What was happening to him?  Arnold considered the possibilities before him in the moment: alcohol poisoning, nervous breakdown, religious calling, all of the above.  Arnold felt somehow older and wiser, all of a sudden on the train.  As the campus passed before his eyes, he noticed they were filling with surprising tears.  He thought of his friend Nick and how his priesthood had come from that very spot across the Hudson.  Arnold touched his hand to the glass and brushed his fingers absently against the window of the moving train. 
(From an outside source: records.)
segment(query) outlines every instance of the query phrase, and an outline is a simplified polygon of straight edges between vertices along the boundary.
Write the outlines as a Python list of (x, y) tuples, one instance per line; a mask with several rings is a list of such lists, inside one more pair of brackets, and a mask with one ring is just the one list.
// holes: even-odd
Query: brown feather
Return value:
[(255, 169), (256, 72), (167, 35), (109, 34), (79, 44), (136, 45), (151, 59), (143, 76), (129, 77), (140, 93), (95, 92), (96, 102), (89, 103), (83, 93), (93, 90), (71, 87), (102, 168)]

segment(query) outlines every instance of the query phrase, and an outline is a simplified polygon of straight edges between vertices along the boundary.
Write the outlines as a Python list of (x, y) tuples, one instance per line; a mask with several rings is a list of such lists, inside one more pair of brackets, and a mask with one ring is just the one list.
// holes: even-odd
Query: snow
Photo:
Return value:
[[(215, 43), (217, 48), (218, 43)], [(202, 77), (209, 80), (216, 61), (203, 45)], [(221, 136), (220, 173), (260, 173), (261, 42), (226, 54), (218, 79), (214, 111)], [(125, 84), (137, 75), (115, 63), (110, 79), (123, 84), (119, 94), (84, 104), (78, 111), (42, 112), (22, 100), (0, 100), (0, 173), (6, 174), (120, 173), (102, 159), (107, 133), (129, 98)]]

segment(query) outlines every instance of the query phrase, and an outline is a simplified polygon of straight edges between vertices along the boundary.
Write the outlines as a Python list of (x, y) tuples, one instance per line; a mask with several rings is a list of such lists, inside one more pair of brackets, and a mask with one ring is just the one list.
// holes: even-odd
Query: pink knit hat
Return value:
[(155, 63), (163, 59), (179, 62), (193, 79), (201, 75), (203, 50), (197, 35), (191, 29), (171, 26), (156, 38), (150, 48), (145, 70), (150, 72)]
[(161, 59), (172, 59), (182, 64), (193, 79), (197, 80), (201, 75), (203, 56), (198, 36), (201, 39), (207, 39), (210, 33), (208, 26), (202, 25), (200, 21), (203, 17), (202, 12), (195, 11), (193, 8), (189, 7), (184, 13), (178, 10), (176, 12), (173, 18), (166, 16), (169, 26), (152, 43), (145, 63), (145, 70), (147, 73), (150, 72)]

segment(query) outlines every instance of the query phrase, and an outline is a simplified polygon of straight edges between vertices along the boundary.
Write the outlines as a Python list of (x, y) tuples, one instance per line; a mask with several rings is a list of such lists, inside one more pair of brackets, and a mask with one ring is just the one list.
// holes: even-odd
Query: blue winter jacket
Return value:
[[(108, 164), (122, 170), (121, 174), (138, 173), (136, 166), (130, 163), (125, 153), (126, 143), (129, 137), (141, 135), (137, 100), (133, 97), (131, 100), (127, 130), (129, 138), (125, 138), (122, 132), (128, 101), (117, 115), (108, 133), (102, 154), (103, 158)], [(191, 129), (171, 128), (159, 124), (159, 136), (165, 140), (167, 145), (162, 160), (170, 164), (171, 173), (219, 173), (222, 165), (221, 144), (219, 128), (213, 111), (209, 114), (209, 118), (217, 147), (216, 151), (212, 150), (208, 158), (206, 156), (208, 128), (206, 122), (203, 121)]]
     Arnold had always held back from talking about his calling in seminary.  That wasn't his style.  Why did he always hold back from what he held in his heart?  Because he felt unworthy for what he was supposed to do.  Because he was crazy.  He knew he couldn't do it all on his own.  Despite the blackout behind him, Arnold knew he was supposed to be on this particular train through the Hudson Valley at this very moment.  He knew he was supposed to be contemplating the purpose of his life across the river from West Point, brushing up against his fate, and his true character before God. 
The branches of trees seemed to be reaching back to him as the campus went out of view for a moment, then it came back.  He looked at the reflection of himself in the window with West Point in the background.  The campus disappeared again as the train turned with the river's ultimate purpose.  He wondered if his eyes looked crazy with what he was thinking.  Arnold looked at his reflection in the window.  He was surprised at the kindness in the eyes staring back: doe eyes, liquid and soft in their measure of new soul.
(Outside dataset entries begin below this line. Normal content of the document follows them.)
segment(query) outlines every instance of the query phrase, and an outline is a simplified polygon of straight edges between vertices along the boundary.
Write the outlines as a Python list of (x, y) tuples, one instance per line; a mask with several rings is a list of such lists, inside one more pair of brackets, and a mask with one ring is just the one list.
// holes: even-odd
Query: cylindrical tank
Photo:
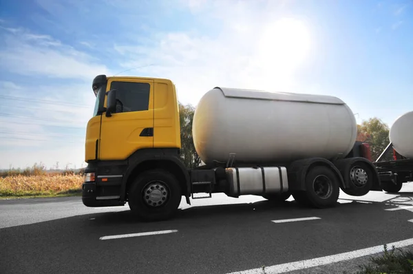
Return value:
[(413, 158), (413, 112), (396, 119), (390, 127), (389, 138), (397, 153), (406, 158)]
[(285, 162), (310, 157), (344, 157), (357, 137), (354, 116), (329, 96), (215, 87), (193, 116), (195, 148), (206, 165)]

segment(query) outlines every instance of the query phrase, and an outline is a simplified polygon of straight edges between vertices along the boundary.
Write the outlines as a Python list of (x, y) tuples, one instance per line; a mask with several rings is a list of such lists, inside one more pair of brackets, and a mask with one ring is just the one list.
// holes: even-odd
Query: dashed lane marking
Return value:
[(394, 207), (392, 209), (385, 209), (385, 210), (386, 210), (388, 211), (394, 211), (395, 210), (410, 209), (413, 209), (413, 206), (398, 207)]
[(120, 239), (120, 238), (131, 238), (131, 237), (149, 236), (149, 235), (151, 235), (173, 233), (176, 232), (178, 232), (178, 230), (163, 230), (163, 231), (159, 231), (142, 232), (142, 233), (140, 233), (113, 235), (111, 236), (100, 237), (99, 238), (99, 240), (113, 240), (113, 239)]
[[(395, 242), (387, 244), (388, 249), (391, 250), (392, 246), (401, 248), (404, 246), (413, 245), (413, 238), (407, 239), (399, 242)], [(310, 267), (319, 266), (322, 265), (332, 264), (337, 262), (346, 261), (348, 260), (356, 259), (360, 257), (368, 256), (372, 254), (383, 252), (383, 245), (368, 247), (367, 249), (359, 249), (354, 251), (346, 252), (343, 253), (332, 255), (330, 256), (321, 257), (315, 259), (305, 260), (286, 264), (277, 264), (265, 267), (266, 274), (283, 273), (288, 271), (297, 270), (307, 269)], [(240, 272), (233, 272), (231, 274), (262, 274), (262, 268), (253, 268)]]
[(308, 221), (310, 220), (319, 220), (321, 218), (318, 217), (306, 217), (306, 218), (297, 218), (295, 219), (283, 219), (283, 220), (274, 220), (271, 222), (275, 223), (282, 223), (282, 222), (299, 222), (299, 221)]

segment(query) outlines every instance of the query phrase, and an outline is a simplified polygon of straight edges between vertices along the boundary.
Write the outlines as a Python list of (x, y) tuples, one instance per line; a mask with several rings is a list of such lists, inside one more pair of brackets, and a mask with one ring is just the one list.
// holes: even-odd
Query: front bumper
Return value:
[(119, 198), (110, 198), (113, 196), (98, 196), (102, 189), (97, 189), (96, 183), (94, 182), (85, 182), (82, 185), (82, 202), (88, 207), (119, 207), (125, 205), (125, 202), (120, 200)]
     "Jesus," Arnold heard himself say. 
     Arnold got off the train at the next stop.  He got into a cab outside the train station and told the cabbie where he was headed.  The cabbie gave him a funny look.
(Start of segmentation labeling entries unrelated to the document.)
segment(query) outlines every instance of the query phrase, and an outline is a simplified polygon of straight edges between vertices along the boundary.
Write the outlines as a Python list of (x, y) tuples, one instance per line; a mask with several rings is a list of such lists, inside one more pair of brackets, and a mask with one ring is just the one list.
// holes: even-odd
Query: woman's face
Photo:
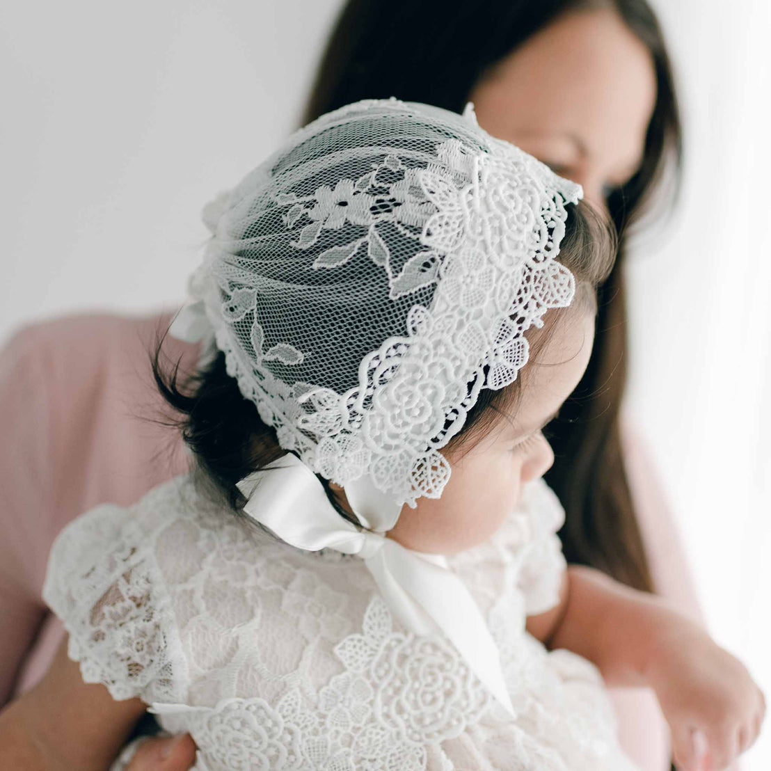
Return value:
[(650, 52), (611, 10), (560, 17), (469, 96), (483, 129), (579, 183), (602, 207), (640, 166), (655, 98)]

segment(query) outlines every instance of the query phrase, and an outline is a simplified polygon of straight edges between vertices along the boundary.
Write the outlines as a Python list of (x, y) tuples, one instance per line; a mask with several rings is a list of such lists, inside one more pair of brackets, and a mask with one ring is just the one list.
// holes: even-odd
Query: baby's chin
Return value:
[(405, 507), (399, 521), (386, 534), (406, 549), (424, 554), (451, 556), (467, 551), (489, 540), (516, 508), (509, 505), (496, 512), (468, 511), (468, 517), (453, 518), (441, 524), (441, 513), (421, 517), (419, 507)]

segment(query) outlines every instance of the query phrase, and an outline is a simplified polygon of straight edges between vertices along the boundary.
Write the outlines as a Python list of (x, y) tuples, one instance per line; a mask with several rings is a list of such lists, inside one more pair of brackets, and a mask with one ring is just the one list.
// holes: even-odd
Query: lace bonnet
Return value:
[(557, 261), (580, 186), (463, 116), (366, 100), (296, 132), (204, 210), (173, 334), (214, 333), (278, 442), (345, 486), (439, 497), (440, 450), (529, 328), (568, 305)]

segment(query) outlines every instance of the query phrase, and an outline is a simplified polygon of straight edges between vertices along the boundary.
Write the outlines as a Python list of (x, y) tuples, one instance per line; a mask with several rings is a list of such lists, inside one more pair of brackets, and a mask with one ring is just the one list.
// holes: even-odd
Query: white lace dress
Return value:
[(72, 522), (44, 598), (83, 678), (190, 732), (198, 771), (624, 771), (596, 668), (524, 629), (556, 601), (562, 519), (531, 484), (491, 540), (450, 561), (500, 646), (516, 719), (443, 638), (400, 627), (359, 558), (278, 542), (187, 476)]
     "Do you have any bags?" the cabbie asked.
     "Not a thing."
     "What's a normal guy like you want to go to a monastery for?" the cabbie asked him as they headed to Arnold's stop on the river.  Arnold was headed to the Order of the Resurrection, an Episcopal monastery on the Hudson River.
     "I'm not a normal guy."
    
     As Arnold stood at the entrance of the Resurrection Monastery, his confidence and energy slackened.  He stood in the gap between the scene of his imagination on the train and the reality of the strange step he was about to take.  His sweet moment on the river was already up for grabs, and he was the only person around to defend it. 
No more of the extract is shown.